Do we need to worry about empty homes and depressed neighborhoods? Sure. But this process is much easier on the back end than the front. How about a national tax break for buying not just any home, but only a foreclosed property? How about generating a new group of potential buyers by simply not allowing current defaults to be recorded on people's credit reports? How about streamlining the foreclosure process, making it quicker and easier for banks to clear properties and find a new buyers, thus reducing their losses?

And most important, we need to think ahead to the changes that need to be made so that we never end up with such a mess again.

Christopher Thornberg is a founding partner with Beacon Economics.

Government inaction would only prolong the painCounterpoint: Richard K. Green

I disagree with you on a number of points, Chris.

First, we do have precedent for what is happening now: the Great Depression. While data from that time aren't as good as we would like, we do know that during the early 1930s, home prices fell at a rate similar to today and unemployment was considerably higher. Housing construction declined by 90% from peak to trough (if January's construction number is representative for the year to come, we are at about an 80% peak-to-trough decline now). Despite this, the federal government at the time developed a mortgage modification program that worked rather well, about which I will say more soon.
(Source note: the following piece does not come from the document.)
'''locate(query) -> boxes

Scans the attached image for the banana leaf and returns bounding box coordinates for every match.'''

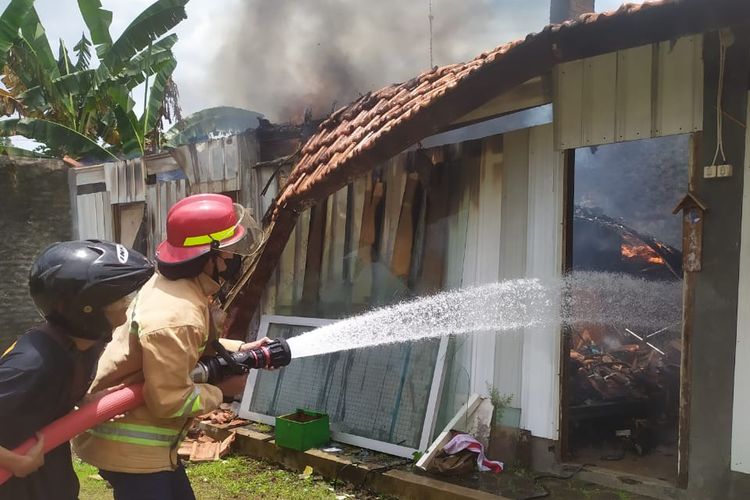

Second, I continue to think some of the older models of mortgage default are informative. University of Michigan economist Robert Van Order and National University of Singapore economist Yongheng Deng (among others) calibrated sophisticated models of default that looked at markets (such as Texas in the 1980s and California in the early 1990s) that went through substantial price declines. Although I agree that the new world in which we live means we should be modest about how much we actually know, it doesn't mean we should ignore the work that has been done before. The idea that families will not default if they have an equity stake in their house remains compelling to me.

Third, for the government to largely stand back and let nature take its course is, in my view, a really bad idea. Prices have fallen enough in many places that the cash-flow cost of owning now looks very favorable relative to renting -- at least by historical standards. Yet existing and new home sales in January were abysmal. Why? People lack confidence in the future. The Reuters-University of Michigan consumer confidence index is near a 28-year low. Even people who once considered themselves to be recession-proof fear they will be laid off. Under such circumstances, I am not sure we can expect people to run and buy homes whose occupants are in default.

I have long been an admirer of John Maynard Keynes, who talked about the importance of animal spirits to economic health. I do not see Americans' animal spirits recovering until house prices stop dropping. Prices will not stop declining until inventories stop rising. While home builders are doing their part (they have stopped building), allowing many more foreclosures to occur will not help this process.

During the Great Depression, the Roosevelt White House rolled out the Federal Housing Administration to insure mortgages and the Home Owners' Loan Corp. to buy defaulted mortgages. The HOLC bought the mortgages from lenders at prices below the value of the houses that were collateralizing the mortgages. It then modified payments, changing interest-only mortgages with balloon payments into 20-year self-amortizing mortgages. The HOLC worked: It bought mortgages from only 1933 to 1936, but it bought a large number during these years. It put itself out of business when the last mortgage it bought was retired in 1951. The program reduced the default rate on these mortgages by 90%. Because the government could borrow so cheaply, the HOLC actually turned a small profit for taxpayers.

To me, the HOLC (perhaps modified to include a claw-back provision) is the model for going forward.

Richard K. Green is director of the Lusk Center for Real Estate at USC, where he is also a professor in the School of Policy, Planning and Development and the Marshall School of Business.